In relazione alla possibilità di porre a coltura, nel nostro Paese, sementi geneticamente modificate senza alcuna forma di autorizzazione, il ministero delle Politiche agricole alimentari e forestali, in una nota, ha precisato che, alla luce e nel rispetto della sentenza della Corte di Giustizia dell’Unione europea del 6 settembre 2012 e di quella del 18 maggio 2013, il diritto di coltivare organismi geneticamente modificati deve convivere con il diritto dello Stato di condizionare la coltivazione ad adeguate misure di coesistenza con l’agricoltura tradizionale o biologica, al fine di evitare ogni possibile commistione di tali produzioni e conseguenti danni economici.

Tale principio - prosegue la nota ministeriale - è stato affermato sia nella sentenza del settembre 2012 sia nella recente sentenza del 2013, che ha più volte sottolineato la possibilità per gli Stati membri di adottare misure di coesistenza. L’Italia fin dal 2001 con il d.lgs. 212, ha optato per l’adozione di misure di coesistenza fondate su ragioni economiche. Tale scelta, espressa dall’art. 1 del decreto 212, mai posta in discussione dalle citate sentenze, è ancora oggi in vigore. Ciò premesso, nel rispetto del diritto di scelta dei coltivatori di continuare a produrre tradizionalmente o secondo i protocolli biologici oppure con sementi geneticamente modificate, e quello dei consumatori di scegliere liberamente e consapevolmente alimenti prodotti con Ogm o senza, la legittimità della messa a dimora di sementi geneticamente modificate continua ad essere subordinata alla verifica che le concrete condizioni di tale coltivazione siano idonee ad evitare la commistione con le altre produzioni.

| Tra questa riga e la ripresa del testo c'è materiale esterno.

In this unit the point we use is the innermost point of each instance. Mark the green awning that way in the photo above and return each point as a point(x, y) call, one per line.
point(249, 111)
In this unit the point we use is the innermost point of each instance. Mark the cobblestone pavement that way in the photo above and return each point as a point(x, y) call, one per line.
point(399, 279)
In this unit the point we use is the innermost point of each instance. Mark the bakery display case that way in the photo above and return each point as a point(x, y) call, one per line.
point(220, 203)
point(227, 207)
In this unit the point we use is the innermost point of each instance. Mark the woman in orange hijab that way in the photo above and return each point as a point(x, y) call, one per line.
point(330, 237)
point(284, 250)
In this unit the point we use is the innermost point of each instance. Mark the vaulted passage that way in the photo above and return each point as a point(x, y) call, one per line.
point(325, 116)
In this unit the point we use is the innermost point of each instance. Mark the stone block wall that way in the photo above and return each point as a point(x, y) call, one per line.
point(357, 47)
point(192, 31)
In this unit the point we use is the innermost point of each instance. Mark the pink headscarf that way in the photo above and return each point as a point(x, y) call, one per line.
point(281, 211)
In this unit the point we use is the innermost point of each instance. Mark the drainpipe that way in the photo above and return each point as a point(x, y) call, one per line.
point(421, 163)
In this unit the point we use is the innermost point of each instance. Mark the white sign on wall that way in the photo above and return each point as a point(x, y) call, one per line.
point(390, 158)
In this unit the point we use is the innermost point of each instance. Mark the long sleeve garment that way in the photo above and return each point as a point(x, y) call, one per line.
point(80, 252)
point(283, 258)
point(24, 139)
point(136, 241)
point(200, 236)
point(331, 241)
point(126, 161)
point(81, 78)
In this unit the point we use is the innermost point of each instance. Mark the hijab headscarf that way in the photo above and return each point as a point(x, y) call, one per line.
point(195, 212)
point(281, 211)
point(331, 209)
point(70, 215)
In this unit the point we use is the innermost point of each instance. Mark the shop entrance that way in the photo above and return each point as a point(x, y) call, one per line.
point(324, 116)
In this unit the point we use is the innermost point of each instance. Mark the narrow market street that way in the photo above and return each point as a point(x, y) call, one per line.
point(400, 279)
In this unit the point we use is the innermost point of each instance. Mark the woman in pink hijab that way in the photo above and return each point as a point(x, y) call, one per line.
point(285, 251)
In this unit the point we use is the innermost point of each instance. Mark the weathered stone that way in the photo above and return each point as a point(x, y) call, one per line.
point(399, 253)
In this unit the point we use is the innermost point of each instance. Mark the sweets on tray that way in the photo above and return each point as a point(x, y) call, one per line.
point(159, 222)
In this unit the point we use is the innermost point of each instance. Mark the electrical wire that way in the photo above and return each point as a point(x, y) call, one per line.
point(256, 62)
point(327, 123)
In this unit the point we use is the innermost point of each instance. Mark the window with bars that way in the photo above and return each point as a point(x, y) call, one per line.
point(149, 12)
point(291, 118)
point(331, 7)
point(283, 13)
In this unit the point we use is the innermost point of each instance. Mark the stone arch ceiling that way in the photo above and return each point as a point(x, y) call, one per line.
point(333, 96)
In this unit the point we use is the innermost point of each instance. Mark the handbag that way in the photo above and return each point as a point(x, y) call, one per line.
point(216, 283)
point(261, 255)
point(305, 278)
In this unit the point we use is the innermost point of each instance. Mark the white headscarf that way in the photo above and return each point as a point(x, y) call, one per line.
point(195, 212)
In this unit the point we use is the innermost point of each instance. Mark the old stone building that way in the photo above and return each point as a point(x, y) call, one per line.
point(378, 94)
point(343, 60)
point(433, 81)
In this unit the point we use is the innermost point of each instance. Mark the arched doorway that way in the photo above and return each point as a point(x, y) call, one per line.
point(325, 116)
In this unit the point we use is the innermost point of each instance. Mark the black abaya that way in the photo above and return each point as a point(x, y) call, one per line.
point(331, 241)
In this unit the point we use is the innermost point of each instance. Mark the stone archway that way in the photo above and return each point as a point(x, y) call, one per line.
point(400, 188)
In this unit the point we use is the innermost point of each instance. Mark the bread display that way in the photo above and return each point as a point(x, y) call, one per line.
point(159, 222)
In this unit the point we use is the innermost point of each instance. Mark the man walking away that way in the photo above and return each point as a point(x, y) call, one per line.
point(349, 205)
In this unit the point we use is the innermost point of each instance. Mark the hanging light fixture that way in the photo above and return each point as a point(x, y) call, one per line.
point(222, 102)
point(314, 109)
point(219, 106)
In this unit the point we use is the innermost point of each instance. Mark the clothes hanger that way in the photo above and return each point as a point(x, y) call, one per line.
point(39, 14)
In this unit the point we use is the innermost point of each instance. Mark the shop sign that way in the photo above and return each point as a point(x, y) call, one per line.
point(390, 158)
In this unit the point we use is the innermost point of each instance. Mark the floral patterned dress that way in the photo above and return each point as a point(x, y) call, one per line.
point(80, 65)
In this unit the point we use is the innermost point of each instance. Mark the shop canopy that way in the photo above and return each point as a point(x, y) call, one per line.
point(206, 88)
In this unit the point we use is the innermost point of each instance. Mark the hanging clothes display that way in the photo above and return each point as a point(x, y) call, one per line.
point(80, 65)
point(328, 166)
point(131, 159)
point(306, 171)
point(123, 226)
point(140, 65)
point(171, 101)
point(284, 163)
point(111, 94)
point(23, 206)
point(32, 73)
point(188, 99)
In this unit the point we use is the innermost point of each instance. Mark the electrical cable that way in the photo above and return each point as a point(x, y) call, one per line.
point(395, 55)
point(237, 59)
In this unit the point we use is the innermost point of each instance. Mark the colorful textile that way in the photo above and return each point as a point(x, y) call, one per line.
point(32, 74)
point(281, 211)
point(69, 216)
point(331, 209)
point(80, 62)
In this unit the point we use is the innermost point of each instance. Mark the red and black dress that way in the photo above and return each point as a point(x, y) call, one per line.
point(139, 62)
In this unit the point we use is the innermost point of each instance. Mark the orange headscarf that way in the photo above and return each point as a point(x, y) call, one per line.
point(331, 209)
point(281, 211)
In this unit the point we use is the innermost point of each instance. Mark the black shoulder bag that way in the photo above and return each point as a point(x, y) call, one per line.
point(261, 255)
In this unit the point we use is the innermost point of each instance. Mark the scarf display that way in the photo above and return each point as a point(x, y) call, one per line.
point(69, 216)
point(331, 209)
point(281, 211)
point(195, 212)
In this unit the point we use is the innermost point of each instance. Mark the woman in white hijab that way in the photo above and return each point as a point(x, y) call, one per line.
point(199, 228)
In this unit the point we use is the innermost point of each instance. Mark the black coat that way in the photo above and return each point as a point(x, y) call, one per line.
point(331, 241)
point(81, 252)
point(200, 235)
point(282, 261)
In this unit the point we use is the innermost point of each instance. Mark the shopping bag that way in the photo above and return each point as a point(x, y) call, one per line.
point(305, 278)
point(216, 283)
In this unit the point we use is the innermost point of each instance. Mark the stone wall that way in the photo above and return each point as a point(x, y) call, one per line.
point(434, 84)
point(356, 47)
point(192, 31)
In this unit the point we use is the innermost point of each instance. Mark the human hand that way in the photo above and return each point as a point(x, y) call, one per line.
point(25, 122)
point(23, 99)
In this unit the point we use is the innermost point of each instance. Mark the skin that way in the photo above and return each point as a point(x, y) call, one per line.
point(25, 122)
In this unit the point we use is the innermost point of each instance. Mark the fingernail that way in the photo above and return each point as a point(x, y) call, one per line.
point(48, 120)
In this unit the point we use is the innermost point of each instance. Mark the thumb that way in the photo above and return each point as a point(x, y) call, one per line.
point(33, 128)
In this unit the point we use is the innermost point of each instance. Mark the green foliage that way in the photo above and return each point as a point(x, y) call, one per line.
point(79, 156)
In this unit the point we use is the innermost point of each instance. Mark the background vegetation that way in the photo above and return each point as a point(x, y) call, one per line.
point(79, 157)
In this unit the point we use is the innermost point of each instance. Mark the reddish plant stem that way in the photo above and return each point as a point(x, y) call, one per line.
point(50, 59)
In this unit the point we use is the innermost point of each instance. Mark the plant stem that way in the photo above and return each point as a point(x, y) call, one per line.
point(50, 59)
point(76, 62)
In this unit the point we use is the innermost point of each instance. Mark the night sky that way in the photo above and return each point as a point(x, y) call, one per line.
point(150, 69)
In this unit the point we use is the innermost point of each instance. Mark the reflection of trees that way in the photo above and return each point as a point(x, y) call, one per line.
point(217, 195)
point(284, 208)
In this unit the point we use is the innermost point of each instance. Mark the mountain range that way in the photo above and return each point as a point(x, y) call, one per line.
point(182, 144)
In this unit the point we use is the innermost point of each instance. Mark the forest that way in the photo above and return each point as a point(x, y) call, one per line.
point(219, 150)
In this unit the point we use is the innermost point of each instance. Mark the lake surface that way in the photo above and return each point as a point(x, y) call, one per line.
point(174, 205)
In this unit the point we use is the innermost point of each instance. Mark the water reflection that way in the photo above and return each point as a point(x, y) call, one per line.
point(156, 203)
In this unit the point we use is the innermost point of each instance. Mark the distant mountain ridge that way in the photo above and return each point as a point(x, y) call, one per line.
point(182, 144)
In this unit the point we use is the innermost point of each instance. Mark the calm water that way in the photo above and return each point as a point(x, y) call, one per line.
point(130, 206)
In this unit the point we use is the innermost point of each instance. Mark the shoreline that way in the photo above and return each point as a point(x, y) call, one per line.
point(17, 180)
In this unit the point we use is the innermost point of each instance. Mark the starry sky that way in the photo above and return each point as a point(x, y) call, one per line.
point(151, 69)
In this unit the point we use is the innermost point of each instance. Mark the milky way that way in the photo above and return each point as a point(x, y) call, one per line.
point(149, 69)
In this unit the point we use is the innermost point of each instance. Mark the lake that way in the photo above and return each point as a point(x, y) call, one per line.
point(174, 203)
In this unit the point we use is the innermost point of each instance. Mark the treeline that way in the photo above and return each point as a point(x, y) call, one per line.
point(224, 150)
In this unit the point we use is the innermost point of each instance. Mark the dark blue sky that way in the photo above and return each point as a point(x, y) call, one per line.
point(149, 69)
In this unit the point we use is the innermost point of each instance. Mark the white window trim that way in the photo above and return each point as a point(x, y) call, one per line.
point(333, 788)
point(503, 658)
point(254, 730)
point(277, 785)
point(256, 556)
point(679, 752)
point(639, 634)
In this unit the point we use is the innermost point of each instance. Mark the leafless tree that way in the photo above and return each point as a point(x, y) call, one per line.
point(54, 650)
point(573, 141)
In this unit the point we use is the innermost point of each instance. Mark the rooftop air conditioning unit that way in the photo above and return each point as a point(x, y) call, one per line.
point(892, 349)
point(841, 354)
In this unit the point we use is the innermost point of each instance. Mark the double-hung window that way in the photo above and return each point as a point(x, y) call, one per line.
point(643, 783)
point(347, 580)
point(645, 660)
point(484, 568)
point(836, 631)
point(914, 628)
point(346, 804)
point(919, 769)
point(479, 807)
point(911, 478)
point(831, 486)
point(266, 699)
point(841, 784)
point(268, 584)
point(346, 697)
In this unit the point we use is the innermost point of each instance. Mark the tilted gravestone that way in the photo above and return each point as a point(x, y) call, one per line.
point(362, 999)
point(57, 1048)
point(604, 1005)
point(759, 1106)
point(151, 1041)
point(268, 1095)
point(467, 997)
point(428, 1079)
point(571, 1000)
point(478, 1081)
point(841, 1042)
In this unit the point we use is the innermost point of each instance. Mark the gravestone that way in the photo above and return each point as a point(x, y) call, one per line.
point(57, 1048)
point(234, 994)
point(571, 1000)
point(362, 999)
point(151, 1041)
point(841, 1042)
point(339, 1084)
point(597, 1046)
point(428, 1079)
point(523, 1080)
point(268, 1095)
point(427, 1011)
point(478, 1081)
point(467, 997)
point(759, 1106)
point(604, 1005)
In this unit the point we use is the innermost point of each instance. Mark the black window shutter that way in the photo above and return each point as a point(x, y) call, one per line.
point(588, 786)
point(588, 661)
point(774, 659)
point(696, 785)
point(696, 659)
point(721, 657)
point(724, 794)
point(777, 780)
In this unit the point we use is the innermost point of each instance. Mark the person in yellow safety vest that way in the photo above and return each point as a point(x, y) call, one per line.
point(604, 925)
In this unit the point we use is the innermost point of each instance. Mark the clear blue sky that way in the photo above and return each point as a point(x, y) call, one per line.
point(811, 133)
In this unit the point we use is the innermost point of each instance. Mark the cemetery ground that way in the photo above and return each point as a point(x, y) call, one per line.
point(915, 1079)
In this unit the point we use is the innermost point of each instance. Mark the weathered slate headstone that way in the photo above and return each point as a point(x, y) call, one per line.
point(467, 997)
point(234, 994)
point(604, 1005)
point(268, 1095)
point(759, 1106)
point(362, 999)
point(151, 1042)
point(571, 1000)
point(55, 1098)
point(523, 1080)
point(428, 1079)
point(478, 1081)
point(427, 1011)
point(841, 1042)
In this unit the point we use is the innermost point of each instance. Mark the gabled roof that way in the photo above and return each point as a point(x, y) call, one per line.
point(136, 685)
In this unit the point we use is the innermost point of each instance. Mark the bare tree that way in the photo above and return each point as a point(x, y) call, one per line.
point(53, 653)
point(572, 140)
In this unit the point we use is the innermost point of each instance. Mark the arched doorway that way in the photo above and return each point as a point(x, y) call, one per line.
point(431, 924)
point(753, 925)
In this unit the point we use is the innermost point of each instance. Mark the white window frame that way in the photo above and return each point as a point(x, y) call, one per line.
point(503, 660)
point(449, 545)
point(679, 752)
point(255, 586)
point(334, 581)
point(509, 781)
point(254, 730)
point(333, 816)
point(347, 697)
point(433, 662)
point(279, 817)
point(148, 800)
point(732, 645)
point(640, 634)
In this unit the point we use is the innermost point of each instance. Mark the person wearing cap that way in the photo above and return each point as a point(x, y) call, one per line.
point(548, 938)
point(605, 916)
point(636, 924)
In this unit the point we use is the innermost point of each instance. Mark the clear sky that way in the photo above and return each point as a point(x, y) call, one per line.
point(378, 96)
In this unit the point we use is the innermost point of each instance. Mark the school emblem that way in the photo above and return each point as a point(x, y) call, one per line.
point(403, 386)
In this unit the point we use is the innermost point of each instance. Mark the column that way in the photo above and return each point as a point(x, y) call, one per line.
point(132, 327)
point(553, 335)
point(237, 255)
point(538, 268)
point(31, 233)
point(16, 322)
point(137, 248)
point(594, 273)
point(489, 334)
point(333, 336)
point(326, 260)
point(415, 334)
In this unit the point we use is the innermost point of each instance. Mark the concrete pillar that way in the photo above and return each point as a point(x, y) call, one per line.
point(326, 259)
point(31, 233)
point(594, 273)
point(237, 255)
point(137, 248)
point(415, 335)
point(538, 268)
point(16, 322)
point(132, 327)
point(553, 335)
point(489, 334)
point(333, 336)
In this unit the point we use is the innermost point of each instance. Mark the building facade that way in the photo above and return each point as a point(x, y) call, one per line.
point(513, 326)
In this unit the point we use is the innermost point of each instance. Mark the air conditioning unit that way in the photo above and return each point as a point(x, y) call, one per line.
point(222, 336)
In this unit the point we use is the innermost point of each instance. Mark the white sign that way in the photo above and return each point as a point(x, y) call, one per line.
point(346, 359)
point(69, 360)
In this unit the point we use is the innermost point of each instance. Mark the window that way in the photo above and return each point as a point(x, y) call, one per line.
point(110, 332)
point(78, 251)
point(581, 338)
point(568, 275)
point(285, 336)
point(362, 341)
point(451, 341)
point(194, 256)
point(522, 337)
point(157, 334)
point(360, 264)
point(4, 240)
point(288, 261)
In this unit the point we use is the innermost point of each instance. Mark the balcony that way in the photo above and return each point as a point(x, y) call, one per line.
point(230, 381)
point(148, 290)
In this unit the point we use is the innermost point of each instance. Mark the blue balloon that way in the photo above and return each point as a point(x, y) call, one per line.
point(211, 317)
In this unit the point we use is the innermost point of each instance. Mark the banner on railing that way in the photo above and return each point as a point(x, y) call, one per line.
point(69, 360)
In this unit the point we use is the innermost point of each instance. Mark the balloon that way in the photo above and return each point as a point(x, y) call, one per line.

Tale verifica - concluda in Ministero - non può che avvenire ad istanza del produttore interessato, previa comunicazione di tutti gli elementi informativi relativi alla localizzazione delle produzioni e alle tecniche di difesa dalla commistione che si intendono adottare. Solo in seguito alla positiva valutazione, la messa a dimora è legittima e come tale consentita. In ogni caso il Ministero, anche in accordo con le autorità regionali, disporrà tutti i controlli del caso.